The days may be getting longer in New England, with the sun lasting until way late in the afternoon and the temperatures on the rise. But for Theresa Napolitano time is getting shorter.

Within six weeks, depending upon how well her Lauralton Hall softball team performs late in the regular season and on into the state playoffs, she will bring to a close a marvelous 28-year high school coaching career once the tournaments end.

In its finality, it will have encompassed three schools, three varsity sports and six state titles — five in softball and one in field hockey.

The wins will total more than 600, but more important will be the impact that the Hamden resident will have left upon all the athletes she’s mentored.

Napolitano is completing her eighth and final spring in softball at Lauralton Hall. As of last Monday, the Crusaders had a 6-2 record and are well within striking distance of qualifying for the South-West Conference playoffs and the upcoming CIAC Class M state tournament.

Her decision to leave coaching, but to remain as a physics and forensics teacher at Lauralton Hall, was actually made last fall while her field hockey team was bidding for a state championship — one that had eluded the school for several seasons.

“I wanted to give them lots of time to find a new coach,” Napolitano said. “And, that way my softball kids knew going into this season that it would be my last.

“Most women who get into coaching don’t last almost thirty years like I’ve done. It’s quite unusual. When you consider your family and having children, it’s very difficult.”

The second of Theresa’s two daughters, Jessica, will graduate from Lauralton Hall later this spring. A softball and field hockey player, she will join her older sister, Rebecca, already a two-year starter in field hockey, at New London’s Connecticut College in the fall.

“I really couldn’t have done this without the support of my husband, Tony,” Theresa said. “He’s terrific. He’s been my supporter through all of these years.”

Having completed athletic careers at both Stonington High School and Albertus Magnus College in New Haven, Napolitano started teaching at St. Mary’s High School, also in New Haven, in 1985.

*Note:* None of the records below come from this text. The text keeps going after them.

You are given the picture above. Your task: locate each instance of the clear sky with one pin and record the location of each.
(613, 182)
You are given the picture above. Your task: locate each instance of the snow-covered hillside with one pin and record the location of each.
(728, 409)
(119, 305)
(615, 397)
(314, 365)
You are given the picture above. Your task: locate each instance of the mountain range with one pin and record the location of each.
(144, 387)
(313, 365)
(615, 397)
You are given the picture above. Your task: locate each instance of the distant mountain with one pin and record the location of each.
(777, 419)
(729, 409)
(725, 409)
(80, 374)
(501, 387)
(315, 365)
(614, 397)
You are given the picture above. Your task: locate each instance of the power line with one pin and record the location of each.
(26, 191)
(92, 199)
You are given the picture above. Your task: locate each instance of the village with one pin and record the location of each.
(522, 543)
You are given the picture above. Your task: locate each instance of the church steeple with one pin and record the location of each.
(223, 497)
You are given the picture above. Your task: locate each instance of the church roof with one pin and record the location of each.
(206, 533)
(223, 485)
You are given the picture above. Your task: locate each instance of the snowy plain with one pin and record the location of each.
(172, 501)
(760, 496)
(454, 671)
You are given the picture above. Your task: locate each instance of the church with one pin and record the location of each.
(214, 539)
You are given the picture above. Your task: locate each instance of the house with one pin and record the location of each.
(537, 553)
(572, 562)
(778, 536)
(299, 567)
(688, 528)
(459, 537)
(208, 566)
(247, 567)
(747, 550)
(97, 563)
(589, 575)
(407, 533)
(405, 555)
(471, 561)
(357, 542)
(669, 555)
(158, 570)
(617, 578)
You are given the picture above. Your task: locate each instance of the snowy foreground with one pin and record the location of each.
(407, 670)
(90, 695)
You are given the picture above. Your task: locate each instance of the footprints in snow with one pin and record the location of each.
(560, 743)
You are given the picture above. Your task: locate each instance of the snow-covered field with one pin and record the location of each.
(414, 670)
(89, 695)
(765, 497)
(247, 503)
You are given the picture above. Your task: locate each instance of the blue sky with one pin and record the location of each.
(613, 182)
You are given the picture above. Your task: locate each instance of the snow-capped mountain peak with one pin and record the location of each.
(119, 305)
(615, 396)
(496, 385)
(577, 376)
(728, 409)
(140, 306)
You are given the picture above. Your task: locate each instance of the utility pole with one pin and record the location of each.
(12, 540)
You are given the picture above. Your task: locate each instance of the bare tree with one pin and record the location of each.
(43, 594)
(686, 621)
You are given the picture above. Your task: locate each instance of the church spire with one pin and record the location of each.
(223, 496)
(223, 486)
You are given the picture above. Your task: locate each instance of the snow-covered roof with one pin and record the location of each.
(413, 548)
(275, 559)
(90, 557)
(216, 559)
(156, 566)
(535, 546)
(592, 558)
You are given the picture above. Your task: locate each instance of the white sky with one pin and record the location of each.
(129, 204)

When the school closed in 1990, she found a job at Lauralton Hall. She began coaching, however, at Amity Regional in Woodbridge.

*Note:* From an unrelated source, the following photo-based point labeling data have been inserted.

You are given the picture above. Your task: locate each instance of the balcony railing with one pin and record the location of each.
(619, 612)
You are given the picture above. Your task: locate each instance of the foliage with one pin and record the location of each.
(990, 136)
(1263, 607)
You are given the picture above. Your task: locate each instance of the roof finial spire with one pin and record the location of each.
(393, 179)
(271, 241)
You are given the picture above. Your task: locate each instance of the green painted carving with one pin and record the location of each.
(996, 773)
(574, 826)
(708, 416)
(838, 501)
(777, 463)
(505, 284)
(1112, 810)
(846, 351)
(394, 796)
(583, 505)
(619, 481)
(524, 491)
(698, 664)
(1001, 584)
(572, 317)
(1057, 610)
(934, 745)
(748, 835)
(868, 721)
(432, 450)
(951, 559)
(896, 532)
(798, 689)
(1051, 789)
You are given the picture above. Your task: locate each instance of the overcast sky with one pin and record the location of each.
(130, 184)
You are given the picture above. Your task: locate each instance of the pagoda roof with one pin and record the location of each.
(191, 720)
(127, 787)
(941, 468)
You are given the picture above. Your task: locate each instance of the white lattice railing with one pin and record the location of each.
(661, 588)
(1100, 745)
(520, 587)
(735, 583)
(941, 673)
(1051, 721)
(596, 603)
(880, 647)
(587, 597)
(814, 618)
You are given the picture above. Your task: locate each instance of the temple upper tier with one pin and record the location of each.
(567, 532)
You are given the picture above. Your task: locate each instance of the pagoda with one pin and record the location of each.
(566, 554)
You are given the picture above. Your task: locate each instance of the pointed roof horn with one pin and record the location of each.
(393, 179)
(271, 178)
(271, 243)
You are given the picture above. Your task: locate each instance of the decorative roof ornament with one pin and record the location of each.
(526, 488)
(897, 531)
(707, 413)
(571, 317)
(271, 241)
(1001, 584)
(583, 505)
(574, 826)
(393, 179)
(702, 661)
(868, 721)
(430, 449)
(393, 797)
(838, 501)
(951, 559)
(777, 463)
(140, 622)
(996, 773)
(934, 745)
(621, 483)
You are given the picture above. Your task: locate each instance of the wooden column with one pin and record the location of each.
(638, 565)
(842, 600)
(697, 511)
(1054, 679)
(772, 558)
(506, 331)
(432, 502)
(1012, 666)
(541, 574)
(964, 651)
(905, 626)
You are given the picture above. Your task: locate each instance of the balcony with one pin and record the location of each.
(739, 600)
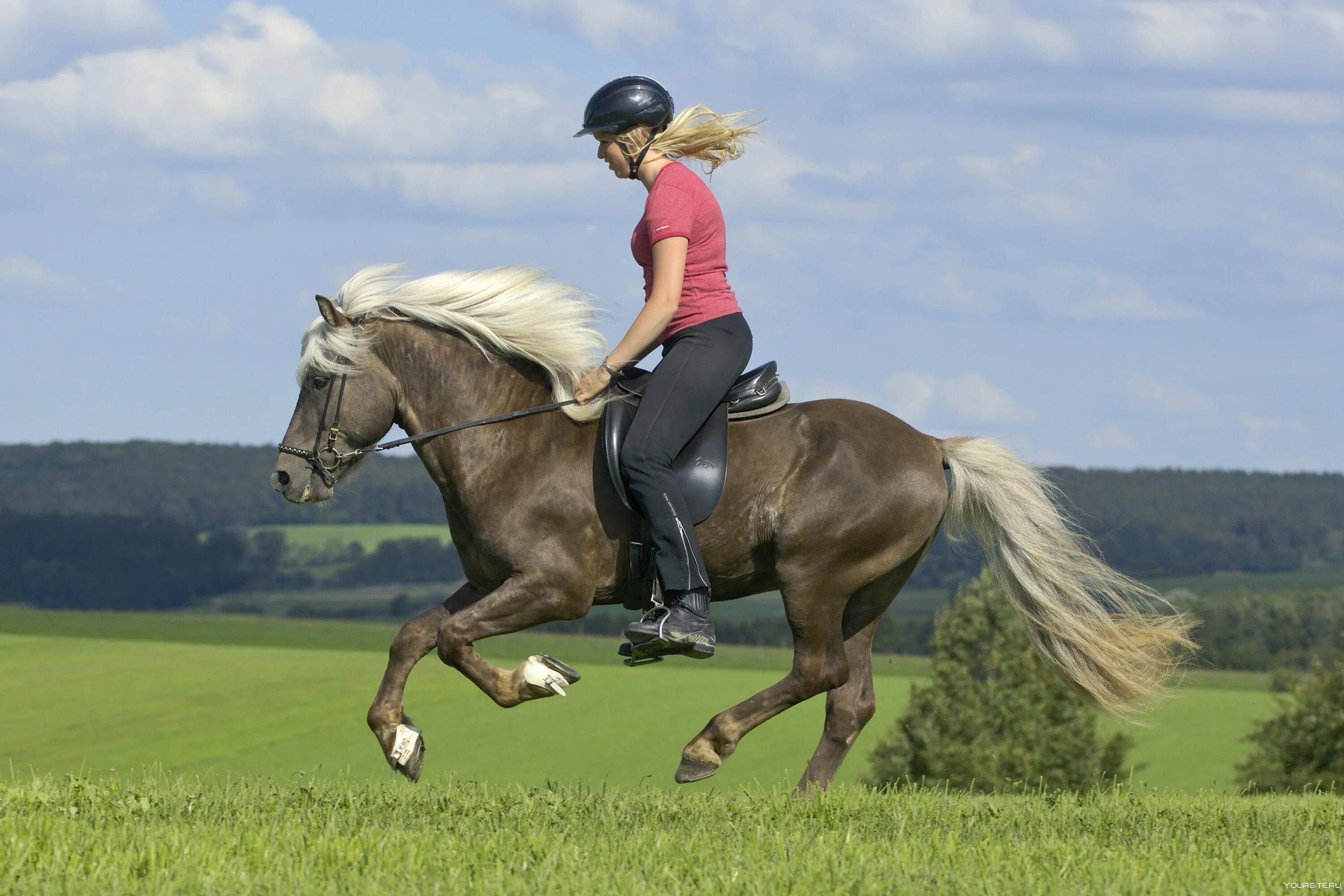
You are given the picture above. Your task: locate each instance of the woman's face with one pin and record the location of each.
(611, 152)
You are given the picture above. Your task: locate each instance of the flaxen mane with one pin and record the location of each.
(518, 312)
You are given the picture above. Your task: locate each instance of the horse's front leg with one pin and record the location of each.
(412, 644)
(525, 601)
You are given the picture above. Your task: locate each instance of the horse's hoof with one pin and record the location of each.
(549, 675)
(569, 672)
(408, 751)
(693, 770)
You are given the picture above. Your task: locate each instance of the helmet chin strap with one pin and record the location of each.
(638, 160)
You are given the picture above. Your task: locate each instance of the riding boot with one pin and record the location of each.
(682, 625)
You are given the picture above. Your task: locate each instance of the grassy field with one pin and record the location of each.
(367, 534)
(164, 835)
(97, 692)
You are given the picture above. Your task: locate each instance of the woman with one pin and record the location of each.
(689, 310)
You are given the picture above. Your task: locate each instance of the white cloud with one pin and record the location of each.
(818, 38)
(1054, 193)
(1276, 432)
(1202, 31)
(1210, 34)
(1168, 397)
(1112, 440)
(220, 194)
(1086, 293)
(39, 34)
(490, 189)
(264, 81)
(1277, 107)
(25, 279)
(604, 23)
(968, 398)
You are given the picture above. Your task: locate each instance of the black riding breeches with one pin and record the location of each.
(699, 366)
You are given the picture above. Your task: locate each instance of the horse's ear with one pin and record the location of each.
(331, 314)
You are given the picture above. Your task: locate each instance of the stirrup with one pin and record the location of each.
(643, 660)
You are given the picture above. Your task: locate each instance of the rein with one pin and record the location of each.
(316, 457)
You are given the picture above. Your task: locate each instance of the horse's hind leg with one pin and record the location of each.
(853, 704)
(849, 710)
(819, 664)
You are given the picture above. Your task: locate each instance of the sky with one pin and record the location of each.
(1108, 233)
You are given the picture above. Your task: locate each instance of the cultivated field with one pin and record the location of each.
(254, 696)
(163, 754)
(369, 535)
(160, 836)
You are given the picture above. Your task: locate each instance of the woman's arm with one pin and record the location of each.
(668, 275)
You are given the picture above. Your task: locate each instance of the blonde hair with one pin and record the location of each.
(695, 134)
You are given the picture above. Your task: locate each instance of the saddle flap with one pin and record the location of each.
(699, 469)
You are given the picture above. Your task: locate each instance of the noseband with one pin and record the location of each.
(315, 457)
(319, 454)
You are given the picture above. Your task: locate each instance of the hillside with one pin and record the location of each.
(1150, 523)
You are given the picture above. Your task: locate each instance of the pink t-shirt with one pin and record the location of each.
(682, 206)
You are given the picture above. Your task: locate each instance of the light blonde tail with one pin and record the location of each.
(1096, 625)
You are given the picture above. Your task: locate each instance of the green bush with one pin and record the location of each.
(995, 716)
(1303, 747)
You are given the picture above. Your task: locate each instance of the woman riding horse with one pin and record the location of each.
(689, 310)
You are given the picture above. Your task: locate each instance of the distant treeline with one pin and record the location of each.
(1148, 523)
(128, 563)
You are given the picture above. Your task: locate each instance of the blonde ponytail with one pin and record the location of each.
(695, 134)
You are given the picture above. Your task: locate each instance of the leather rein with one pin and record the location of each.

Her ability to break down the game of softball into smaller components and bring out the best in players became evident, almost right away.

Between 1994 and 2000, the Spartans reached five Class LL title games, but they were never able to take that final step and become a state champ.

That changed in 2000.

Amity went on a run where it won four championships in five years (2001, 2002, 2003 and 2005). During that time, the Spartans won 112 games and lost only seven.

They had two undefeated seasons (2003, 2005).

Twice within that time span, Napolitano was among the eight finalists for National High School Coach of the Year. She was also the Connecticut Sportswriters’ Alliance Girls High School Coach of the Year in 2005.

She made a decision to leave the Amity program in 2006 and began coaching both softball and field hockey at Lauralton Hall, a private girls’ preparatory school in Milford.

She won a Class M state title there in 2008. Almost all of the girls that she coaches go on to college and play sports there.

“There are so many parts of coaching that I’ll miss,” she said. “Each sport that I’ve been involved in has those smaller parts to it. I’ve always enjoyed being able to bring a player to a certain level, and then to see each one get better. I’ve liked being able to teach kids how to slide the right way in softball, or to teach kids how to dive in volleyball. How to get somewhere where they otherwise thought they couldn’t.”

Reflecting back on a decision made last fall, Napolitano feels it was a good decision.

“I knew it was the right time.

“Now Tony and I will be able to spend more time together and to see our kids play in college.”